BobbyMax 12/5/2012 | 2:32:23 AM
re: M&A's New Currency Merger and Acquisitions seldom work regardless of the motivation the motivation. The mass acquisition of companies was "pioneered" by Cisco in an effort to raise its stock prices abnormally high. The reasons behind merger and acquisitions often remain in the background and the full facts are seldom known.

It is too dangerous to acquitre VC funded companies as one is expected to pay much more than they are worth. Many prominent companies such as Lucent, Nortel,Cypress, Nokia, Alcatel, Siemens, Ciena and Motorola have tremendously suffered by their excessive acquision activitties
whyiswhy 12/5/2012 | 2:32:14 AM
re: M&A's New Currency "Calix - .... Russo has the pedal to the metal to generate bookings and revenues while sacrificing long term strategy. He is putting lipstick on this pig and hoping someone will write a check big enough to satisfy his ego. Prediction: sold to Ciena for $150M after Ciena walks out on Catena at the alter - see below."

Calix (and the rest): All their customers know their investors are on the verge of throwing in the towel, but they can be used as an irritant for the major players to keep prices low. Always at the altar, never getting married. As long as the investors pony up, the Tier 1 boys will whisper sweet nothings, and buy as little as they can.

Any large aquirer is a competitor and has to believe for any of these guys going into Chpt 11 they get rid of an irritant and take over any business anyway, so why pay much of anything at all?

truelight 12/5/2012 | 2:32:01 AM
re: M&A's New Currency
KPSmells -get lost ps\osting here.

Forget Rollostar they are run by Vinay Kumar - Indian.

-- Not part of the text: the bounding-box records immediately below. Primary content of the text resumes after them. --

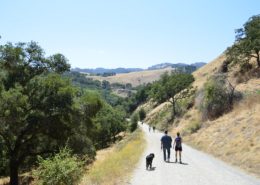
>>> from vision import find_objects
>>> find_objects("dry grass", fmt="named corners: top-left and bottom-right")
top-left (140, 51), bottom-right (260, 177)
top-left (185, 95), bottom-right (260, 177)
top-left (87, 68), bottom-right (172, 87)
top-left (81, 130), bottom-right (145, 185)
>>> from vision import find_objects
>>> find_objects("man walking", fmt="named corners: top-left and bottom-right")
top-left (173, 132), bottom-right (182, 163)
top-left (161, 130), bottom-right (172, 162)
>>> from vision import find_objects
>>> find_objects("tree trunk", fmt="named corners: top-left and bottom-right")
top-left (257, 52), bottom-right (260, 68)
top-left (171, 99), bottom-right (176, 121)
top-left (9, 157), bottom-right (19, 185)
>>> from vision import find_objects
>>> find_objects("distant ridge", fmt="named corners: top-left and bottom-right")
top-left (72, 67), bottom-right (144, 74)
top-left (148, 62), bottom-right (206, 70)
top-left (72, 62), bottom-right (206, 74)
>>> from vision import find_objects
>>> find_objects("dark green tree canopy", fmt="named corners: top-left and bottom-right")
top-left (227, 15), bottom-right (260, 69)
top-left (151, 72), bottom-right (194, 116)
top-left (0, 42), bottom-right (101, 185)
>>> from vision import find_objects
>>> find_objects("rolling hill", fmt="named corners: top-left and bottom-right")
top-left (143, 54), bottom-right (260, 177)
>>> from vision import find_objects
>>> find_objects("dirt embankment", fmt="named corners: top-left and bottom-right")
top-left (146, 52), bottom-right (260, 177)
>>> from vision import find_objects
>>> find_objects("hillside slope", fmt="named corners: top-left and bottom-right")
top-left (143, 54), bottom-right (260, 177)
top-left (87, 68), bottom-right (173, 87)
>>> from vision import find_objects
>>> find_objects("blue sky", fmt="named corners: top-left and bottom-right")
top-left (0, 0), bottom-right (260, 68)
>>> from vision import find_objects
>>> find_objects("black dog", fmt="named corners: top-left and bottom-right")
top-left (146, 153), bottom-right (154, 170)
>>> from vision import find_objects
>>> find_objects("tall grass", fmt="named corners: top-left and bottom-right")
top-left (81, 129), bottom-right (145, 185)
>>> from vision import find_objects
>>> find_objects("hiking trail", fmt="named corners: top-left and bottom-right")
top-left (127, 124), bottom-right (260, 185)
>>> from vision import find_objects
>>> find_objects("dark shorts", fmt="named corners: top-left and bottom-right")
top-left (175, 146), bottom-right (182, 152)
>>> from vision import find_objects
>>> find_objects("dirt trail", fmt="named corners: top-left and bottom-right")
top-left (128, 124), bottom-right (260, 185)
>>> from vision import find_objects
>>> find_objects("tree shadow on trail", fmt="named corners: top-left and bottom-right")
top-left (179, 162), bottom-right (189, 165)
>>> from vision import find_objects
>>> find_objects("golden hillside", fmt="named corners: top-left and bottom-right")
top-left (144, 54), bottom-right (260, 177)
top-left (87, 68), bottom-right (172, 87)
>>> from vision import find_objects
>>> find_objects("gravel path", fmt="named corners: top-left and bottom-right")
top-left (127, 124), bottom-right (260, 185)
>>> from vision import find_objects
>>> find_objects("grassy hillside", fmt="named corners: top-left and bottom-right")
top-left (143, 55), bottom-right (260, 176)
top-left (87, 68), bottom-right (172, 87)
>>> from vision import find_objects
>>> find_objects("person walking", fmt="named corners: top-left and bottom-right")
top-left (173, 132), bottom-right (182, 163)
top-left (161, 130), bottom-right (172, 162)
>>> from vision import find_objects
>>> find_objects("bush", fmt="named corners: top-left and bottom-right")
top-left (130, 113), bottom-right (139, 132)
top-left (34, 148), bottom-right (83, 185)
top-left (200, 76), bottom-right (234, 120)
top-left (139, 108), bottom-right (146, 121)
top-left (187, 121), bottom-right (201, 134)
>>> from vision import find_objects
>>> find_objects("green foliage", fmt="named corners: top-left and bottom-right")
top-left (138, 108), bottom-right (146, 121)
top-left (63, 71), bottom-right (101, 90)
top-left (0, 42), bottom-right (102, 184)
top-left (34, 148), bottom-right (83, 185)
top-left (125, 83), bottom-right (152, 113)
top-left (200, 76), bottom-right (234, 119)
top-left (226, 15), bottom-right (260, 72)
top-left (151, 72), bottom-right (194, 118)
top-left (186, 121), bottom-right (202, 134)
top-left (93, 103), bottom-right (126, 148)
top-left (129, 113), bottom-right (139, 132)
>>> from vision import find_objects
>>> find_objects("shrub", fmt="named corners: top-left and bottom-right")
top-left (200, 76), bottom-right (235, 120)
top-left (130, 113), bottom-right (139, 132)
top-left (187, 121), bottom-right (201, 134)
top-left (34, 148), bottom-right (83, 185)
top-left (139, 108), bottom-right (146, 121)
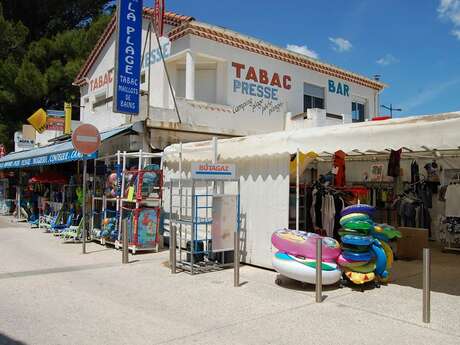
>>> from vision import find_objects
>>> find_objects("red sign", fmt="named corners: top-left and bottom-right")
top-left (89, 71), bottom-right (113, 92)
top-left (72, 124), bottom-right (101, 155)
top-left (154, 0), bottom-right (165, 37)
top-left (46, 116), bottom-right (65, 132)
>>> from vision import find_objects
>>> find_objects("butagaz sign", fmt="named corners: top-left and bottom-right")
top-left (192, 162), bottom-right (236, 180)
top-left (113, 0), bottom-right (142, 115)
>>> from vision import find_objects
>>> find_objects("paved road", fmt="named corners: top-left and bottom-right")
top-left (0, 217), bottom-right (460, 345)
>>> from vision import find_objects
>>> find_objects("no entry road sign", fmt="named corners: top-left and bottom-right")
top-left (72, 124), bottom-right (101, 155)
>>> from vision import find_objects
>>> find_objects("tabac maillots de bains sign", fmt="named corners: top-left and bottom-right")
top-left (113, 0), bottom-right (142, 115)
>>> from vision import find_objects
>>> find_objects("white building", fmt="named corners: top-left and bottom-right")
top-left (74, 8), bottom-right (384, 149)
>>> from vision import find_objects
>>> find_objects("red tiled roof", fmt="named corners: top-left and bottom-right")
top-left (169, 22), bottom-right (385, 90)
top-left (73, 7), bottom-right (194, 86)
top-left (74, 8), bottom-right (385, 90)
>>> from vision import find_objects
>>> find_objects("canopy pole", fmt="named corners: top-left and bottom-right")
top-left (295, 148), bottom-right (300, 231)
top-left (82, 156), bottom-right (87, 254)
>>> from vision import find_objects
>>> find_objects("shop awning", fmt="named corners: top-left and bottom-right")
top-left (164, 112), bottom-right (460, 162)
top-left (0, 124), bottom-right (133, 170)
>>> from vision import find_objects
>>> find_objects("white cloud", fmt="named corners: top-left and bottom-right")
top-left (401, 78), bottom-right (460, 112)
top-left (286, 44), bottom-right (319, 59)
top-left (329, 37), bottom-right (353, 53)
top-left (376, 54), bottom-right (399, 66)
top-left (438, 0), bottom-right (460, 40)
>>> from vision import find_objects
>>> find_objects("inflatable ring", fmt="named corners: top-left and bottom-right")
top-left (352, 261), bottom-right (375, 273)
top-left (271, 229), bottom-right (341, 262)
top-left (342, 250), bottom-right (373, 262)
top-left (337, 254), bottom-right (368, 269)
top-left (344, 268), bottom-right (375, 285)
top-left (343, 220), bottom-right (374, 232)
top-left (339, 229), bottom-right (367, 237)
top-left (380, 242), bottom-right (394, 283)
top-left (371, 240), bottom-right (388, 279)
top-left (272, 252), bottom-right (342, 285)
top-left (372, 224), bottom-right (402, 242)
top-left (342, 235), bottom-right (373, 246)
top-left (340, 213), bottom-right (372, 226)
top-left (342, 244), bottom-right (369, 253)
top-left (340, 204), bottom-right (375, 217)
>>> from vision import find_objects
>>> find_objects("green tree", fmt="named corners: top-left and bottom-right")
top-left (0, 0), bottom-right (111, 150)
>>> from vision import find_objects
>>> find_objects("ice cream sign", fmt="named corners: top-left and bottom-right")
top-left (232, 62), bottom-right (292, 101)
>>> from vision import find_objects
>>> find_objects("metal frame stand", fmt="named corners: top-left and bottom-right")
top-left (167, 178), bottom-right (240, 280)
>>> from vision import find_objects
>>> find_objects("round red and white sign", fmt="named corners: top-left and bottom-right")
top-left (72, 124), bottom-right (101, 155)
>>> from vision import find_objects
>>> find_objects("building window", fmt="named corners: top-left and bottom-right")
top-left (351, 102), bottom-right (365, 122)
top-left (303, 83), bottom-right (324, 113)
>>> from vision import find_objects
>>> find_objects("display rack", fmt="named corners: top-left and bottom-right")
top-left (114, 150), bottom-right (163, 254)
top-left (167, 179), bottom-right (240, 274)
top-left (90, 151), bottom-right (121, 245)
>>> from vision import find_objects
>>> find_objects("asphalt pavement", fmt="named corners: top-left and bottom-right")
top-left (0, 217), bottom-right (460, 345)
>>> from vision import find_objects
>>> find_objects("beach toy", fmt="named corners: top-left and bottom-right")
top-left (342, 235), bottom-right (373, 246)
top-left (371, 224), bottom-right (402, 242)
top-left (107, 173), bottom-right (117, 185)
top-left (339, 229), bottom-right (367, 237)
top-left (340, 204), bottom-right (375, 217)
top-left (343, 220), bottom-right (374, 232)
top-left (371, 240), bottom-right (388, 278)
top-left (380, 242), bottom-right (394, 283)
top-left (351, 261), bottom-right (376, 273)
top-left (344, 268), bottom-right (375, 285)
top-left (271, 229), bottom-right (340, 262)
top-left (340, 213), bottom-right (372, 226)
top-left (272, 252), bottom-right (342, 285)
top-left (342, 243), bottom-right (369, 253)
top-left (337, 254), bottom-right (368, 269)
top-left (342, 250), bottom-right (373, 262)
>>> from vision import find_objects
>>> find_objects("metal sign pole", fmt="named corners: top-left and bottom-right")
top-left (295, 148), bottom-right (300, 231)
top-left (423, 248), bottom-right (431, 323)
top-left (233, 181), bottom-right (240, 287)
top-left (82, 157), bottom-right (87, 254)
top-left (315, 237), bottom-right (323, 303)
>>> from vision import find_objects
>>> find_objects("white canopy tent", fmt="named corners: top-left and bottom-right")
top-left (164, 112), bottom-right (460, 267)
top-left (165, 112), bottom-right (460, 161)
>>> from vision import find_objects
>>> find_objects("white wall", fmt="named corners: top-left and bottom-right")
top-left (81, 20), bottom-right (377, 134)
top-left (164, 155), bottom-right (290, 269)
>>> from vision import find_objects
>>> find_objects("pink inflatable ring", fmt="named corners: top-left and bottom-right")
top-left (272, 229), bottom-right (340, 262)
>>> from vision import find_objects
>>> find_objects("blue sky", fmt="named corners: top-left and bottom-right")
top-left (146, 0), bottom-right (460, 116)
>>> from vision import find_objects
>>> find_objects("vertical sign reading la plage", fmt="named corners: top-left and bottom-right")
top-left (113, 0), bottom-right (142, 115)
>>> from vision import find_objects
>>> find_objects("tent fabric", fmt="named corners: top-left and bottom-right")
top-left (0, 124), bottom-right (133, 170)
top-left (164, 112), bottom-right (460, 162)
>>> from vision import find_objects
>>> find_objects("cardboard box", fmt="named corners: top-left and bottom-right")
top-left (396, 227), bottom-right (428, 260)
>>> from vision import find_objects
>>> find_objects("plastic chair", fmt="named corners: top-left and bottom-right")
top-left (61, 217), bottom-right (84, 242)
top-left (50, 213), bottom-right (74, 236)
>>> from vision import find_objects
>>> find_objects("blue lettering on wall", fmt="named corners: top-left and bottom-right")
top-left (113, 0), bottom-right (142, 115)
top-left (327, 80), bottom-right (350, 97)
top-left (233, 79), bottom-right (279, 101)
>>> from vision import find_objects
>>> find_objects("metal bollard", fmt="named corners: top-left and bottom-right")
top-left (423, 248), bottom-right (431, 323)
top-left (315, 238), bottom-right (323, 303)
top-left (169, 221), bottom-right (177, 274)
top-left (121, 219), bottom-right (129, 264)
top-left (233, 230), bottom-right (240, 287)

Your name and details are likely going to end somehwhere you do not to be plus all your compnaies information and products. This is just a front for a scam to sell other services.

Do not be fooled by this type of company.

corvisalum 12/5/2012 | 2:31:58 AM
re: M&A's New Currency LR:

Now that you have erased BMax, can you do the same for KPSmells - his postings are pure scam and lead readers to a website which is completely irrelevant.